In presenza di determinate ipotesi, poi, è previsto un inasprimento della pena. Difatti, il terzo e il quarto comma ritengono il reato aggravato nei seguenti casi:
Il reato di diffusione illecita di immagini o video sessualmente espliciti è punito con la reclusione da 1 a 6 anni e con la multa da 5.000 a 15.000 euro, salvo che sussistano le ipotesi aggravate previste dal terzo e dal quarto comma, che comportano rispettivamente un aumento di un terzo (comma 3) oppure un aumento che va da un terzo alla metà (comma 4).
Il reato in questione si prescrive nel termine di 6 anni, più ¼ in caso di eventuali atti interruttivi del procedimento penale, per un totale di 7 anni e 6 mesi.
Attenzione, però, perché nell’ipotesi aggravata prevista dal comma 4 (fatti commessi in danno di persona in condizioni di inferiorità fisica o psichica ovvero di una donna in stato di gravidanza) il termine prescrizionale è di 9 anni, cui si aggiunge ¼ per eventuali interruzioni del procedimento, e ciò perché questa è considerata un’autonoma figura di reato e non una semplice aggravante.
Venendo agli aspetti procedurali in materia di “revenge porn”, si tratta di un reato procedibile a querela di parte, ma i termini per proporla sono estesi a 6 mesi. Attenzione, poi, all’ipotesi autonoma di reato prevista dal comma 4 che è procedibile d’ufficio.
La competenza spetta al Tribunale in composizione monocratica.
L’arresto è facoltativo in flagranza di reato, mentre il fermo di indiziato non è consentito.
Sono consentite le misure cautelari e le intercettazioni di conversazioni o comunicazioni, come mezzo di ricerca della prova.

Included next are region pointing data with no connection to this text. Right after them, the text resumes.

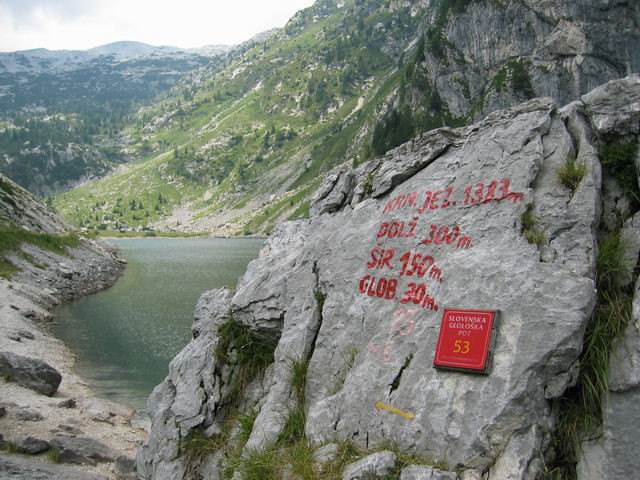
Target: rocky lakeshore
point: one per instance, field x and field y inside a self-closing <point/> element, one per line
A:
<point x="529" y="213"/>
<point x="52" y="426"/>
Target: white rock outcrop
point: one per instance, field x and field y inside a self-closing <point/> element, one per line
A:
<point x="437" y="222"/>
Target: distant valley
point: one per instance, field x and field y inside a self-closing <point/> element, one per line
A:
<point x="228" y="141"/>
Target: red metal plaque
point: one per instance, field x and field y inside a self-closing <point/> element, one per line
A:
<point x="465" y="340"/>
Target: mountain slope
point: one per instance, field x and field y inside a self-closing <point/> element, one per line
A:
<point x="61" y="111"/>
<point x="241" y="146"/>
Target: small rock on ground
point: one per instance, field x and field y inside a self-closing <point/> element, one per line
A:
<point x="377" y="464"/>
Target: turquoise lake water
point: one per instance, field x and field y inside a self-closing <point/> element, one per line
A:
<point x="125" y="337"/>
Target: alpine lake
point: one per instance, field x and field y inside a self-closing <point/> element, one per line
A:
<point x="125" y="337"/>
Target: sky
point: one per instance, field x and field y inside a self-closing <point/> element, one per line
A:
<point x="83" y="24"/>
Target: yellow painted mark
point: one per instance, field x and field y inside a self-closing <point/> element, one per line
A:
<point x="383" y="406"/>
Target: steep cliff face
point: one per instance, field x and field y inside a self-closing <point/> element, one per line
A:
<point x="475" y="217"/>
<point x="474" y="57"/>
<point x="46" y="407"/>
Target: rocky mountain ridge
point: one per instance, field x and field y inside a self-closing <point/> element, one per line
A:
<point x="522" y="212"/>
<point x="240" y="146"/>
<point x="62" y="112"/>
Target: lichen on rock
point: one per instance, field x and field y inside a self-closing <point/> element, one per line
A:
<point x="440" y="225"/>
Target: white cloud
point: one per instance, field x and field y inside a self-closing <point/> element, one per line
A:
<point x="78" y="24"/>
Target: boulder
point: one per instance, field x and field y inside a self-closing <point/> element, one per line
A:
<point x="68" y="403"/>
<point x="27" y="415"/>
<point x="326" y="453"/>
<point x="82" y="450"/>
<point x="415" y="472"/>
<point x="376" y="465"/>
<point x="33" y="446"/>
<point x="359" y="290"/>
<point x="30" y="373"/>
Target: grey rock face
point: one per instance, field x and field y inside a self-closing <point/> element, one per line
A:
<point x="333" y="193"/>
<point x="415" y="472"/>
<point x="33" y="446"/>
<point x="341" y="289"/>
<point x="376" y="465"/>
<point x="326" y="453"/>
<point x="614" y="455"/>
<point x="26" y="415"/>
<point x="30" y="373"/>
<point x="615" y="106"/>
<point x="82" y="450"/>
<point x="22" y="469"/>
<point x="189" y="395"/>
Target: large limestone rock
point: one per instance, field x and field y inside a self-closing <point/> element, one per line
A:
<point x="30" y="373"/>
<point x="437" y="222"/>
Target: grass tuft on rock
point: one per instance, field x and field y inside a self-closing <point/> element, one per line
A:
<point x="582" y="406"/>
<point x="249" y="353"/>
<point x="11" y="239"/>
<point x="571" y="174"/>
<point x="530" y="228"/>
<point x="349" y="358"/>
<point x="298" y="377"/>
<point x="246" y="422"/>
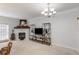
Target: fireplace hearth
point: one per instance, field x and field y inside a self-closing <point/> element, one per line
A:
<point x="21" y="35"/>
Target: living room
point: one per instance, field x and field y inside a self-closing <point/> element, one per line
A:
<point x="24" y="21"/>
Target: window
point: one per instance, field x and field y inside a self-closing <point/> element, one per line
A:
<point x="4" y="31"/>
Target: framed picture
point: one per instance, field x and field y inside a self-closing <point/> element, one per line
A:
<point x="23" y="22"/>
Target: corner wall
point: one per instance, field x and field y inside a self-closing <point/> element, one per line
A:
<point x="9" y="21"/>
<point x="64" y="28"/>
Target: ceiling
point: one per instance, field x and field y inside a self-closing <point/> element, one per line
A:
<point x="31" y="10"/>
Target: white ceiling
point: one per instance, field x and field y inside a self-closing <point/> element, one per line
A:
<point x="31" y="10"/>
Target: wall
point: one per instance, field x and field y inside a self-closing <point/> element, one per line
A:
<point x="10" y="21"/>
<point x="64" y="28"/>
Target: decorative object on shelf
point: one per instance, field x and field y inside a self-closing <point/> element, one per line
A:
<point x="41" y="34"/>
<point x="12" y="35"/>
<point x="49" y="11"/>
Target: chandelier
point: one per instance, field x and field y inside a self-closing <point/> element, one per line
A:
<point x="48" y="11"/>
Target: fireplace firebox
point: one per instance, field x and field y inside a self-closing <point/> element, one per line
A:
<point x="22" y="35"/>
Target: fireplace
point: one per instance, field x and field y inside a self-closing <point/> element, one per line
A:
<point x="21" y="35"/>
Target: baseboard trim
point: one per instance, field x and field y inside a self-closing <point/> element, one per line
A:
<point x="75" y="49"/>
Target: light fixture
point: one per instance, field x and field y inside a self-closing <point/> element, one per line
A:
<point x="48" y="11"/>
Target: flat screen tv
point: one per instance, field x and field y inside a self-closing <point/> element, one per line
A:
<point x="38" y="31"/>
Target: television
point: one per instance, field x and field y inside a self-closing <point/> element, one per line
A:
<point x="38" y="31"/>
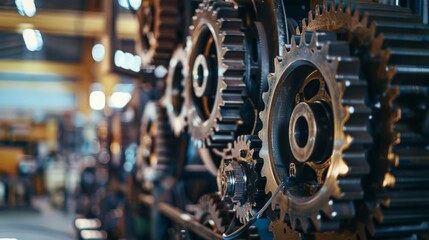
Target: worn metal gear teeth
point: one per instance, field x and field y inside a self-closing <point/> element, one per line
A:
<point x="350" y="144"/>
<point x="219" y="129"/>
<point x="245" y="152"/>
<point x="177" y="71"/>
<point x="212" y="208"/>
<point x="398" y="69"/>
<point x="163" y="39"/>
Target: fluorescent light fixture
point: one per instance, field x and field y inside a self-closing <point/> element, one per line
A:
<point x="119" y="58"/>
<point x="33" y="39"/>
<point x="136" y="64"/>
<point x="119" y="99"/>
<point x="26" y="7"/>
<point x="130" y="4"/>
<point x="160" y="71"/>
<point x="98" y="52"/>
<point x="97" y="100"/>
<point x="127" y="61"/>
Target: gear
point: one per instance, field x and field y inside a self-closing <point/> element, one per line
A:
<point x="156" y="139"/>
<point x="174" y="99"/>
<point x="216" y="70"/>
<point x="394" y="64"/>
<point x="239" y="179"/>
<point x="158" y="28"/>
<point x="213" y="212"/>
<point x="317" y="99"/>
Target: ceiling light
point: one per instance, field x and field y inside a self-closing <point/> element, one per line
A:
<point x="98" y="52"/>
<point x="26" y="7"/>
<point x="33" y="39"/>
<point x="130" y="4"/>
<point x="97" y="100"/>
<point x="119" y="99"/>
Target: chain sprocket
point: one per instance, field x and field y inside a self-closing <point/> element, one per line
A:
<point x="213" y="212"/>
<point x="399" y="98"/>
<point x="239" y="177"/>
<point x="325" y="204"/>
<point x="216" y="70"/>
<point x="154" y="155"/>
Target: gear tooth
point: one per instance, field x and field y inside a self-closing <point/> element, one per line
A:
<point x="313" y="41"/>
<point x="303" y="39"/>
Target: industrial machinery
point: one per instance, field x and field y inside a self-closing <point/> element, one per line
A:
<point x="285" y="119"/>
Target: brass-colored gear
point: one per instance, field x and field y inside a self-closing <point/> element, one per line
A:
<point x="393" y="64"/>
<point x="154" y="155"/>
<point x="216" y="70"/>
<point x="239" y="179"/>
<point x="158" y="31"/>
<point x="339" y="124"/>
<point x="213" y="212"/>
<point x="174" y="99"/>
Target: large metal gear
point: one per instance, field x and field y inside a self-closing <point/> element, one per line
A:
<point x="394" y="66"/>
<point x="317" y="99"/>
<point x="158" y="29"/>
<point x="239" y="178"/>
<point x="216" y="70"/>
<point x="174" y="99"/>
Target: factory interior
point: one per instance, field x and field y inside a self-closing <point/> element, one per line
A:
<point x="214" y="119"/>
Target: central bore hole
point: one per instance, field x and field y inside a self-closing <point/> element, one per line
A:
<point x="200" y="75"/>
<point x="301" y="132"/>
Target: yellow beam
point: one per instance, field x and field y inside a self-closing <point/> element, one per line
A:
<point x="42" y="67"/>
<point x="39" y="86"/>
<point x="71" y="23"/>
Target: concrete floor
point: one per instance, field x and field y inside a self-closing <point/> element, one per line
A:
<point x="44" y="223"/>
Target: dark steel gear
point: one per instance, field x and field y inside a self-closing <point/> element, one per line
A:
<point x="216" y="70"/>
<point x="317" y="89"/>
<point x="213" y="212"/>
<point x="158" y="31"/>
<point x="154" y="155"/>
<point x="174" y="99"/>
<point x="239" y="177"/>
<point x="394" y="47"/>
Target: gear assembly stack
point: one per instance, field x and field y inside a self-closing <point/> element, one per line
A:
<point x="333" y="105"/>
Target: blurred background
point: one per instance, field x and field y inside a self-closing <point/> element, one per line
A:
<point x="56" y="86"/>
<point x="72" y="92"/>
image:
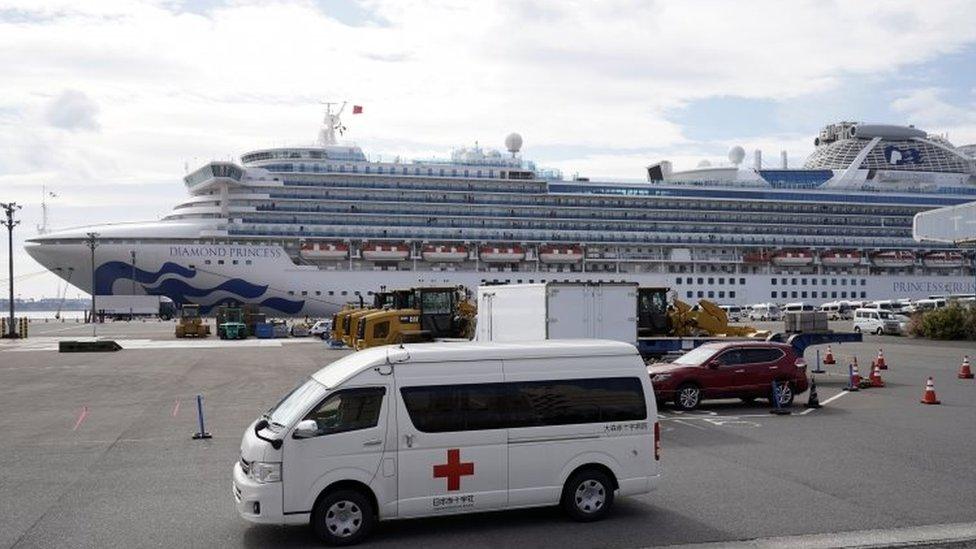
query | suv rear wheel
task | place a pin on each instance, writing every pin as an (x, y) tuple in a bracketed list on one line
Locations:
[(688, 396), (588, 495)]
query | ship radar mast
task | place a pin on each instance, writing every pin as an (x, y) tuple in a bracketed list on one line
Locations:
[(331, 123)]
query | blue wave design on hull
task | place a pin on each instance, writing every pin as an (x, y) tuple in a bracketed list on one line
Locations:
[(109, 272)]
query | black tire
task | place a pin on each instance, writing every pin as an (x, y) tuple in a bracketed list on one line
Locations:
[(688, 396), (786, 394), (587, 495), (343, 517)]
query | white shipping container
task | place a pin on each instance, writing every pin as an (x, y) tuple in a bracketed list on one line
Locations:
[(558, 310)]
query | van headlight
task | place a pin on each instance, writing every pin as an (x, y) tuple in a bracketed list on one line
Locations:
[(264, 472)]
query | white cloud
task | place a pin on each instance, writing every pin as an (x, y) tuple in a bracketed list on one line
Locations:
[(73, 110)]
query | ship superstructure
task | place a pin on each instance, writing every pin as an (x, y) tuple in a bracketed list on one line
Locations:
[(303, 230)]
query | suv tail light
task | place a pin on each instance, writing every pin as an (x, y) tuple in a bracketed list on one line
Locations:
[(657, 441)]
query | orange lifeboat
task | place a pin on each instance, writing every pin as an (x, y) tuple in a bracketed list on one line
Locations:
[(445, 253), (840, 258), (792, 258), (560, 254), (943, 260), (755, 257), (893, 259), (502, 254), (324, 250), (385, 252)]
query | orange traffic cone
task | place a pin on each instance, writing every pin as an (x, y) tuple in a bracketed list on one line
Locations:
[(855, 374), (929, 396), (875, 377), (964, 371), (829, 359)]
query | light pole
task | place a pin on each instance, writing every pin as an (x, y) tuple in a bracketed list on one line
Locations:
[(92, 242), (9, 208), (133, 254)]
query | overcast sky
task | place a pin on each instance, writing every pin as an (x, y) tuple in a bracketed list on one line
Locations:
[(106, 102)]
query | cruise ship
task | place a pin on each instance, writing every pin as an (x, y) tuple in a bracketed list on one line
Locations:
[(305, 230)]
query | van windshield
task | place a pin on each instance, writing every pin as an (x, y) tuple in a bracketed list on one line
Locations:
[(696, 356), (290, 408)]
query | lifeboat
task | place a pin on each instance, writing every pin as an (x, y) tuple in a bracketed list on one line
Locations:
[(560, 254), (792, 258), (324, 250), (840, 258), (444, 253), (943, 259), (893, 259), (755, 257), (385, 252), (502, 254)]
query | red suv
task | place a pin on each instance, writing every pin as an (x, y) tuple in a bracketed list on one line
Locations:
[(728, 370)]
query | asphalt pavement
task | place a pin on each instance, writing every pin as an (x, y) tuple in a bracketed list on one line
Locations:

Salvo che il fatto costituisca più grave reato, chiunque, dopo averli realizzati o sottratti, invia, consegna, cede, pubblica o diffonde immagini o video a contenuto sessualmente esplicito, destinati a rimanere privati, senza il consenso delle persone rappresentate, è punito con la reclusione da uno a sei anni e con la multa da euro 5.000 a euro 15.000.
La stessa pena si applica a chi, avendo ricevuto o comunque acquisito le immagini o i video di cui al primo comma, li invia, consegna, cede, pubblica o diffonde senza il consenso delle persone rappresentate al fine di recare loro nocumento.
La pena è aumentata se i fatti sono commessi dal coniuge, anche separato o divorziato, o da persona che è o è stata legata da relazione affettiva alla persona offesa ovvero se i fatti sono commessi attraverso strumenti informatici o telematici.
La pena è aumentata da un terzo alla metà se i fatti sono commessi in danno di persona in condizione di inferiorità fisica o psichica o in danno di una donna in stato di gravidanza.
Il delitto è punito a querela della persona offesa. Il termine per la proposizione della querela è di sei mesi. La remissione della querela può essere soltanto processuale. Si procede tuttavia d’ufficio nei casi di cui al quarto comma, nonché quando il fatto è connesso con altro delitto per il quale si deve procedere d’ufficio.